メチレンブルー(MB)とその化合物は、アルツハイマー病(AD)の管理におけるその潜在的な有用性について研究されている。ADは、認知能力が徐々に低下し、最終的には重度の認知症に至ることを特徴とする、広く見られる神経病理学的疾患である。高齢化により、ADの有病率が大幅に増加することが予想されている。病理組織学的に、ADは脳内の神経原線維組織の細胞内もつれ(NFT)と細胞外アミロイド斑の存在によって区別される。MBはチオフェナジン系色素で、FDAからいくつかの疾患の治療薬として認可されている。血液脳関門を通過しやすく、中枢神経系疾患における治療薬としての可能性があることから、AD治療への応用への関心が高まっている。文献レビューには、AD治療におけるMBの潜在的有用性を検討したランダム化臨床試験が含まれている。その結果、MBの投与により、認知機能の向上、βアミロイドを含むプラークの蓄積の減少、動物実験における記憶と認知機能の改善、脳内の酸化ストレスと炎症を緩和する抗酸化特性が示された。本総説では、AD治療へのMBの応用に関する最新の研究を評価する。
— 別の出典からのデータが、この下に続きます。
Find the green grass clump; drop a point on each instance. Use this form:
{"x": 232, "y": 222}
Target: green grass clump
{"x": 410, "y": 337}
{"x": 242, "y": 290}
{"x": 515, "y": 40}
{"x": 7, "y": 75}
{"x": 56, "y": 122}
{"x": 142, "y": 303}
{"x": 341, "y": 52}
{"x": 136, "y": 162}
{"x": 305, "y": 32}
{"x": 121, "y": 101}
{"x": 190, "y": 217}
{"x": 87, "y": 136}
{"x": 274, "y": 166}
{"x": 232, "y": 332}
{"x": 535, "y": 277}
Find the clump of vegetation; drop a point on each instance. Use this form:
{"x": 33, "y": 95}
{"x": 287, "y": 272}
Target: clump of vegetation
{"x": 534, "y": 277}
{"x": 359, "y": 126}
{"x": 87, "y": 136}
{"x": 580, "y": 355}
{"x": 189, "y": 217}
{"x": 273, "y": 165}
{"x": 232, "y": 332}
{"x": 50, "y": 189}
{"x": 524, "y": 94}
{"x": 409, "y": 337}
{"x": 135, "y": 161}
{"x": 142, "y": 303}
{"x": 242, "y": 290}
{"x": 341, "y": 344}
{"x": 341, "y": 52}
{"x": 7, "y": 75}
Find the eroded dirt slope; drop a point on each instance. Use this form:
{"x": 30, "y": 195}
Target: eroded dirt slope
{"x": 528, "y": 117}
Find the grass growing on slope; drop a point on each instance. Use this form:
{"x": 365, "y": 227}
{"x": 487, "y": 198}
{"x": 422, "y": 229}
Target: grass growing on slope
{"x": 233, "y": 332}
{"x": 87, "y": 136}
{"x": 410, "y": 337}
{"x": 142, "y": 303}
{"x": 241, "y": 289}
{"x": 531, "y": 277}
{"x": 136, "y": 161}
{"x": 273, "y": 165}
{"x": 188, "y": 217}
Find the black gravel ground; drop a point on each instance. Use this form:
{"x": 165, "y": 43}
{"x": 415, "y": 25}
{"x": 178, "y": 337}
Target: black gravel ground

キーワード:原発性老人性変性認知症、アルツハイマー型認知症、アミロイドβ、白質、シナプス可塑性、メチレンブルー、海馬線維、海馬Ca1、軸索変性、アルツハイマー病

はじめにと背景

神経変性疾患の代表格であるアルツハイマー病(AD)は、認知能力の進行性の低下を特徴とし、最終的には重篤な認知症に至る[1]。アルツハイマー病患者の95%以上は人生の後半に発症し、高齢が最も重要な危険因子である。アポリポ蛋白E4対立遺伝子、慢性炎症状態、心血管疾患、外傷性脳損傷は他の危険因子である[2-5]。ADは65歳以上の高齢者の約10.7%に影響を及ぼし、この年齢層の9人に1人に相当する。米国では、ADと診断された女性の割合は約66%である。ADおよび他の痴呆の有病率は、白人高齢者集団に比べて黒人高齢者集団では約2倍高い。ヒスパニック系高齢者のADおよびその他の認知症の有病率は、白人系高齢者の約1.5倍である。2020年には、COVID-19の大流行と、ADやその他の認知症に関連する死亡率の17%上昇との間に顕著な関連が見られた[6]。米国では高齢者人口の増加が進んでおり、それに伴いADの新規および既存の発症率も増加すると予想されている。高齢者の約3人に1人が最終的にアルツハイマー型認知症やその他の認知症になると推定されている[7]。アルツハイマー型認知症に罹患している米国内の推定人口は約650万人であり、この有病率は年齢が進むにつれて増加する傾向にある。ADの予防、減速、治療を目的とした医学的進歩がなければ、前述の数字は2060年までに1,380万人にまで増加する可能性がある[8]。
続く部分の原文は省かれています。